The millions of websites that are unwilling or unable to pay the exorbitant "tolls" to get on the new blazing fast version of the Internet would rapidly start losing traffic and would eventually fizzle out almost altogether.
After all, in this day and age who is going to stick with technology that is slow and outdated?
For example, how many people still use "dial-up" anymore? There are a few, but it is just not that many. For years, the big Internet companies have been dreaming of getting permission to sell access to an Internet "fast lane" to the highest bidder. The potential profits to be had are staggering.
But right now there is one thing that stands in the way of those profits and that must be eliminated according to them. Net neutrality. Up until now, any information sent over the Internet has been treated more or less equally. When a data packet enters the Internet, it is directed to its destination regardless of the identity of the customer or the importance of the information.
But now some very powerful interests want to change all that. The idea is to have the Internet much more closely resemble cable television.
In particular, a recent agreement regarding net neutrality between Google (GOOG) and Verizon (VZ) is causing alarm among Internet users. The following is how The Daily Mail described the recent agreement between Google and Verizon:
Technology giants Google and Verizon have today paved the way for a future 'two-tier' internet in which companies can pay extra to make sure their services get through.
Whenever anyone starts using phrases like "pay extra" when it comes to access to the Internet, alarm bells should start going off in your head. Once we start going down that road, the big media companies with the deep pockets will do all they can to gain a "competitive" advantage.
The future of the Internet is at stake. Are we going to continue to have a free and open Internet with millions of choices, or are we going to have an Internet dominated by "toll roads" where there are only a few thousand choices which are all tightly controlled by the giant media conglomerates? Already, there is a lot of talk about the new "high bandwidth" Internet that is coming.

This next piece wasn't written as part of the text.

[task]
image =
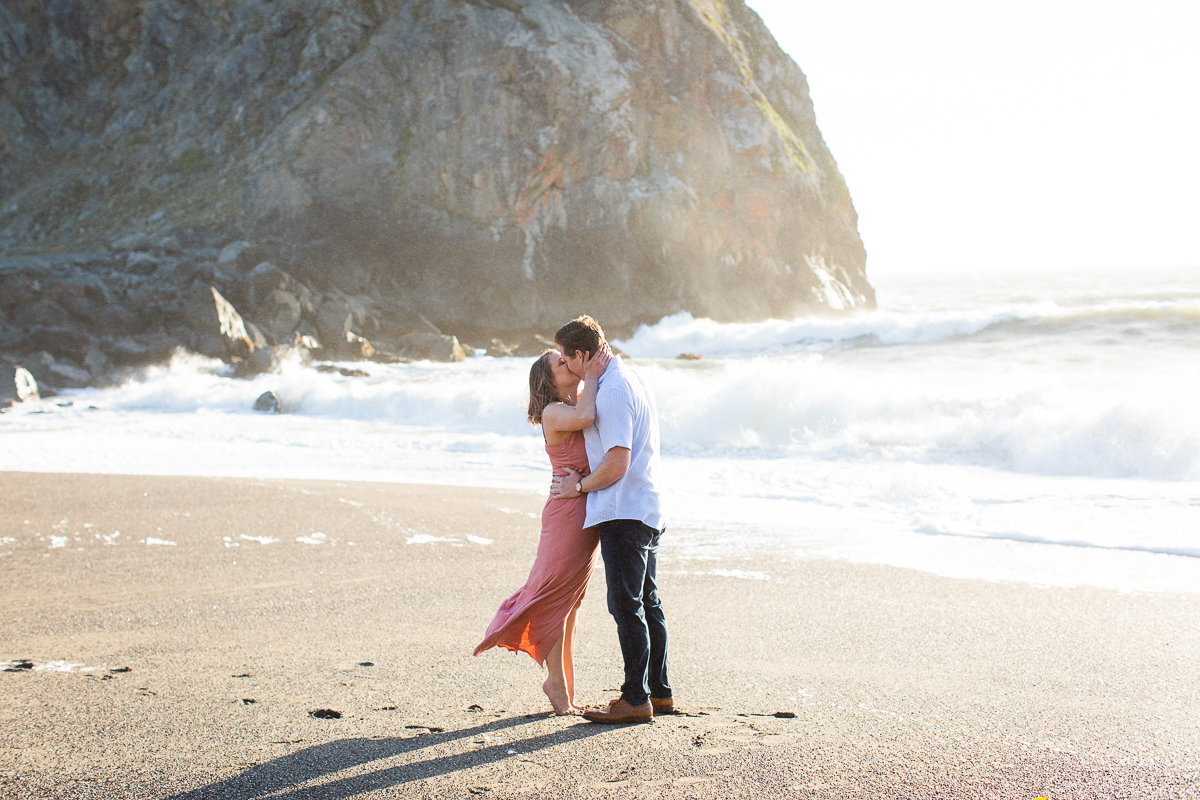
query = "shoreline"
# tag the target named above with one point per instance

According to The Daily Mail, even Verizon's CEO admits that the agreement between his firm and Google would create a "separate" high bandwidth Internet:
The new high bandwidth internet would remain separate from the normal public internet and would probably include services such as healthcare and 3D video and gaming, according to Verizon's chief executive, Ivan Seidenberg.
So what do you think is eventually going to happen if a new "high bandwith Internet" is set up?

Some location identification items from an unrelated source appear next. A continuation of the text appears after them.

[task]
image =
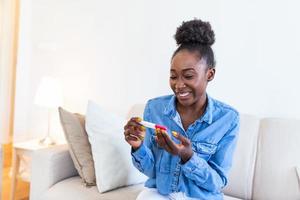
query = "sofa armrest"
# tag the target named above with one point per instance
(50, 166)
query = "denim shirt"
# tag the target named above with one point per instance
(213, 137)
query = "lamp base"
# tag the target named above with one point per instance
(47, 141)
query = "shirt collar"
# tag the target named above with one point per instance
(207, 117)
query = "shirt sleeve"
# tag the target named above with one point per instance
(212, 174)
(143, 158)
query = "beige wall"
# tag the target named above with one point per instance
(8, 54)
(118, 52)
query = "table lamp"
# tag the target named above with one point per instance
(49, 95)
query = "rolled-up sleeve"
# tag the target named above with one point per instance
(211, 175)
(143, 158)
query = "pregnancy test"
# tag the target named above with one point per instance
(153, 126)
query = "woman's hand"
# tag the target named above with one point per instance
(134, 132)
(183, 150)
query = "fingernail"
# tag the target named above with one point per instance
(174, 133)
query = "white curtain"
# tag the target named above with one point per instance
(8, 48)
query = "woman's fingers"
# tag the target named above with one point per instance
(161, 140)
(181, 138)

Well, everyone will want to move over to it of course.
And that is exactly the idea.
Over the past several years, the big media conglomerates that dominate television, newspapers, radio, movies and even video games have come to realize that they have completely and totally lost control over the Internet. The Internet has given the common man a voice in the world, and it is probably the greatest breakthrough for the free flow of information since the printing press was invented.

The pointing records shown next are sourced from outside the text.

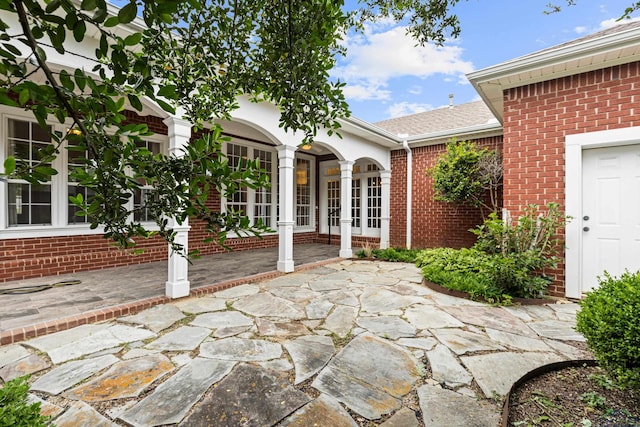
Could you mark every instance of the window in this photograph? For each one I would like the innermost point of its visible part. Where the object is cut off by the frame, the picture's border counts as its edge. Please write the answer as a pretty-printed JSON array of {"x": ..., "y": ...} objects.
[
  {"x": 28, "y": 204},
  {"x": 366, "y": 199},
  {"x": 76, "y": 160},
  {"x": 374, "y": 202},
  {"x": 263, "y": 196},
  {"x": 257, "y": 204},
  {"x": 303, "y": 192},
  {"x": 140, "y": 211},
  {"x": 35, "y": 210}
]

But to the big media conglomerates there is a big problem. They have lost their monopoly. People are not forced to come to them for their news and entertainment anymore.
The rise of the alternative media has been one of the most incredible stories of this past decade, and today information flows more freely around the globe than ever before.
But now there are some very powerful corporate interests that would like to force alternative websites, radio programs and television shows to shut down for good. They realize that they need to make their move quickly, because we are rapidly approaching a critical turning point for the Internet.
You see, the truth is that virtually all communications will eventually go through the Internet. Phone service, television service and Internet access are rapidly merging into one.
The battle for control over this media pipeline we call the Internet is only going to heat up even more. Literally trillions of dollars will be made or lost depending on the direction that the Internet takes in the years ahead.
So will we allow the Internet to become a network of private toll roads where the big media conglomerates control what we see and hear and think? Or will we stand up and demand that the Internet remain a free and neutral platform where information flows freely and where we can all have our say?
As for me, I choose to stand on the side of Internet freedom.